I grew up in the '80s, in Ireland, with Spitting Image and Steve Bell's IF comics as my primary forms of political satire. Margaret Thatcher was routinely depicted as a tyrannical Hitler figure, and Ronald Reagan an idiot playing cowboys and Indians with nukes. To the extent that liberals appeared, Thatcher's main opponent Neil Kinnock was portrayed as ineffectual and grotesque (he was), while I don't recall Mondale or Ted Kennedy or Tip O'Neill ever appearing. Did that hurt Thatcher? She got three terms before self-destructing, and is to this day the reason I support presidential term limits. There was no pro-Thatcher comedy, as far as I can tell. And even SNL nailed Reagan harder than most, with that Phil Hartman sketch of him pretending to be a genial fool while becoming ruthless the moment nobody was looking.

Spitting Image or the Comic Strip might have thought they weren't doing their job well enough if, say, Norman Tebbit had asked to be a guest for a skit. But would having to face an audience of regular humans, and displaying a personality been terrible for them?

I don't know that comedy has much power to change things on a grand scale, at least not in any mainstream network format. Plenty of people made fun of Hitler while they could. But then you do have examples of brilliant, cutting satire like Jonathan Swift's A Modest Proposal, or Upton Sinclair's The Jungle, which did have noticeable effects.
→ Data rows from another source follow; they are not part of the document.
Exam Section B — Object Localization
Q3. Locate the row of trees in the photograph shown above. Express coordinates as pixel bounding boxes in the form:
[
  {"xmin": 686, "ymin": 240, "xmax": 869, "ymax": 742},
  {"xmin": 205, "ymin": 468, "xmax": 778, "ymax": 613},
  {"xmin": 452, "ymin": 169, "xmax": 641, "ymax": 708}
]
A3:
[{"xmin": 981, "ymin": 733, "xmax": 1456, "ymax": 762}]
All comedy, however, is not obligated to be that. Comedy isn't politics. Political humor will always be with us, but it's not mandatory to advocate for your side. At best, it should shine a light on foibles wherever it finds them. 

Then comes another issue: what if we vote for the people with the foibles because we see our humanity in them? George W. Bush's voters thought that way. And comedy lazily punched down in that instance, mocking Bush's fratboy background and mangled syntax, rather than the fact that he was a spoiled heir who crashed all the businesses he was handed by privilege.

If I were writing this article for money, I'd be obliged to come up with a pithy conclusion here.